Doctors Scramble After Latest Plavix WarningMar 23, 2010 | Parker Waichman LLP
Doctors have been left to figure out if Plavix will work in their patients and how best to protect them if it doesn’t. The confusion follows this month’s Food & Drug Administration (FDA) warning that Plavix may not work well in certain patients.
Plavix is used to prevent blood clots after a recent heart attack or stroke, and in people with certain disorders of the heart or blood vessels. It is also given to patients who’ve undergone coronary stent procedures to prevent clots from forming inside the devices. The medication keeps the platelets in the blood from coagulating to prevent unwanted blood clots that can occur with certain heart or blood vessel conditions.
On March 12, the FDA warned that Plavix may be less effective in people who cannot metabolize the drug to convert it to its active form. According to a notice on the FDA Web site, Plavix does not have its anti-platelet effects until it is metabolized into its active form by the liver enzyme, CYP2C19. People who have reduced functioning of their CYP2C19 liver enzyme cannot effectively convert Plavix to its active form. These “poor metabolizers” may not receive the full benefit of Plavix treatment and may remain at risk for heart attack, stroke, and cardiovascular death.
In May 2009, the FDA added this warning to the Plavix label. In its latest alert, the agency said that after reviewing more data, it felt it was important to highlight this risk in a Black Box, its strongest safety notice.
According to a report in today’s Wall Street Journal, as many as 4 percent of patients have two copies of a variation in a gene for CYP2C19 that makes them poor metabolizers.

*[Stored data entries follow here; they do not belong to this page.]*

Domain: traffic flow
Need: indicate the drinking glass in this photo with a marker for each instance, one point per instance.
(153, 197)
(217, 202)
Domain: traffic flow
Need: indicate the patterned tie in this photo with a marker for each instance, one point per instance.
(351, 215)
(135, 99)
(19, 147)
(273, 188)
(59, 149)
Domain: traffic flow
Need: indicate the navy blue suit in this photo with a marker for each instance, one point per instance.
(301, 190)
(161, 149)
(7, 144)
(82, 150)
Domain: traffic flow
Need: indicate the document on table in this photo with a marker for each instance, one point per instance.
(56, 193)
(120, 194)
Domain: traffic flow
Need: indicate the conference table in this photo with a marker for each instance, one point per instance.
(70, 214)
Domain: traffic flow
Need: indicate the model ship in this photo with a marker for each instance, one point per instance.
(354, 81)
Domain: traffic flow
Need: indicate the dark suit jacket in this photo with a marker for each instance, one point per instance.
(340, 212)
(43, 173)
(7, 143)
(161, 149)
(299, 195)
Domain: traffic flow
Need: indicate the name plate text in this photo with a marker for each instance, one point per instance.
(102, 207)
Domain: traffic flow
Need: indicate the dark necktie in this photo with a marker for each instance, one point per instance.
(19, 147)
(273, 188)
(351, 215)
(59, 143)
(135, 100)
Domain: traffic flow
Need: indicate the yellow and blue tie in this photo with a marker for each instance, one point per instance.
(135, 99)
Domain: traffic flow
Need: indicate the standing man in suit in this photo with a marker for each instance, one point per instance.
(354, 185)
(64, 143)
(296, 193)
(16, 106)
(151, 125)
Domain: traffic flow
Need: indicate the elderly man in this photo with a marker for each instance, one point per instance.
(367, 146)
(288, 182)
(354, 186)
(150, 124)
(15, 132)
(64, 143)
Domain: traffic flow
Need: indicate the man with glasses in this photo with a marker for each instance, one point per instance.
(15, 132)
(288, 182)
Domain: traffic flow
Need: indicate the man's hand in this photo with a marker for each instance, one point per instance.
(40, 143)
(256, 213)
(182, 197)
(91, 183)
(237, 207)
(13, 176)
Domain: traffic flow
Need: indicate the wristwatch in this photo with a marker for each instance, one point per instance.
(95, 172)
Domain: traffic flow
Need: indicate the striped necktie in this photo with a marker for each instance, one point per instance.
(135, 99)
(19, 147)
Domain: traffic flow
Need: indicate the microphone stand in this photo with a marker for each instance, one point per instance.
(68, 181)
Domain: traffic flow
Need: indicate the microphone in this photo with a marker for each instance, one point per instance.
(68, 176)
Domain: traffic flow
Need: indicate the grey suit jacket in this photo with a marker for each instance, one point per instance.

For patients of Chinese decent, the rate could be as high as 14 percent. The new Black Box warning is directed at such patients.
But according to the Journal, of concern is another group of patients, 25 to 30 percent, who have one copy of this variation. At least one study suggests that these patients may also have a degree of inhibition to the drug’s effectiveness.
To insure that Plavix is working doctors have a couple of options. One is a genetic test to determine if a patient carries this gene variation. Patients who test for the variant could be put on a higher dose of Plavix. Unfortunately, insurance won’t always cover this test, and according to the Journal, some doctors point out that whether using the tests will actually decrease risk for patients hasn’t been well studied.
Another option is switching to a drug called Effient, which was recently approved and which isn’t affected by the genetic variant. According to the Journal, doctors have been slow to use Effient because it does carry a higher risk of bleeding than Plavix.
In the meantime, doctors are advising against patients going off Plavix without first talking to their own physicians.